Quand la justice ivoirienne joue les arbitres d’un match déjà truqué
À six mois d’un scrutin qui s’annonce à haut risque, la Côte d’Ivoire vient peut-être de précipiter l’histoire dans un virage dangereux. Tidjane Thiam, figure emblématique de l’opposition, ancien patron de Credit Suisse et espoir d’une partie de l’élite réformatrice ivoirienne, a été écarté de la course à la présidentielle. Motif ? La justice a jugé qu’il avait perdu sa nationalité ivoirienne en acquérant celle de la France en 1987.
Oui, 1987. Il aura donc fallu trente-sept ans pour que l’État ivoirien découvre subitement que l’un de ses fils les plus en vue, de retour au pays sous les projecteurs de l’espérance démocratique, ne serait plus officiellement ivoirien. L’argument juridico-administratif serait risible s’il n’était pas lourd de conséquences politiques.

La radiation de Tidjane Thiam de la liste électorale ne tombe pas du ciel. Elle sent la manœuvre politique à plein nez, comme un parfum trop fort dans une salle surchauffée. Thiam dérange. Sa posture, ses réseaux, sa stature internationale, sa capacité à incarner une alternative crédible face à un pouvoir qui s’accroche… tout cela faisait de lui un candidat redoutable. Alors, on l’écarte, subtilement. Par le droit. Ou plutôt, par un usage tordu du droit.

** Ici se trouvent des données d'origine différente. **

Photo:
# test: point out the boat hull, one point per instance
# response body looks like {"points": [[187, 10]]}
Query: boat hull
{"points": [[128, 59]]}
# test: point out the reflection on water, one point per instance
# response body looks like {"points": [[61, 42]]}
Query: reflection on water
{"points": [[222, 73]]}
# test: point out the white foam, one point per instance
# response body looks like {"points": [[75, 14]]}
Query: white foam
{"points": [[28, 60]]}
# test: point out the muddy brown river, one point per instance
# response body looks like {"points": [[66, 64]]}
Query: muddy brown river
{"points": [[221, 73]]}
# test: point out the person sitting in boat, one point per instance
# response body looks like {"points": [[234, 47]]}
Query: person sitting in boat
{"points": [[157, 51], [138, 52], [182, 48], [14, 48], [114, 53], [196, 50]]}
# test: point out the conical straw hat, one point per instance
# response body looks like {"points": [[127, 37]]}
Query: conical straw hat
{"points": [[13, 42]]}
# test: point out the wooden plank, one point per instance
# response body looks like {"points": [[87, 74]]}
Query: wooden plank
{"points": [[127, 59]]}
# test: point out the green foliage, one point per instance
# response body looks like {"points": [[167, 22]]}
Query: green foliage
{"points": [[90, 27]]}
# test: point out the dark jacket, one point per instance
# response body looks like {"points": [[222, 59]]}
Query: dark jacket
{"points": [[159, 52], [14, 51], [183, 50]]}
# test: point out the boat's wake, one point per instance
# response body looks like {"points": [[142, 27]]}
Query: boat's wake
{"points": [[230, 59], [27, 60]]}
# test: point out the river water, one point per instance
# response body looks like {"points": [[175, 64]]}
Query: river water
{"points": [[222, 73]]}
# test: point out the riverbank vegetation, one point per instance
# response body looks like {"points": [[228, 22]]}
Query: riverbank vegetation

Ce coup de massue porté à la démocratie ivoirienne confirme un malaise plus profond. La compétition politique dans le pays est biaisée, pervertie par des mécanismes institutionnels qui ne servent plus la République, mais un régime. La Commission électorale est contestée, la liste électorale manque de transparence, et les décisions de justice sont désormais perçues comme les prolongements d’un pouvoir exécutif obsédé par sa propre survie.

Mais au-delà de Thiam, c’est l’idée même d’une alternance crédible qui prend un coup. Que reste-t-il de l’espoir suscité après les crises de 2010 et les engagements pris pour éviter le retour du chaos ? Si chaque opposant sérieux est neutralisé par la ruse ou par l’exil, que vaut encore l’idée d’élection libre et inclusive ?
L’élimination de Thiam ne fermera pas la parenthèse. Elle l’ouvrira davantage. Car un peuple qui sent qu’on lui vole son choix n’oublie pas. La Côte d’Ivoire mérite mieux que des joutes juridiques téléguidées. Elle mérite une vraie démocratie. Pas un théâtre d’ombres.Et dans ce théâtre, Tidjane Thiam n’est peut-être pas le perdant. Il est juste devenu le symbole d’un système à bout de souffle. Et les symboles, en politique, finissent toujours par renaître.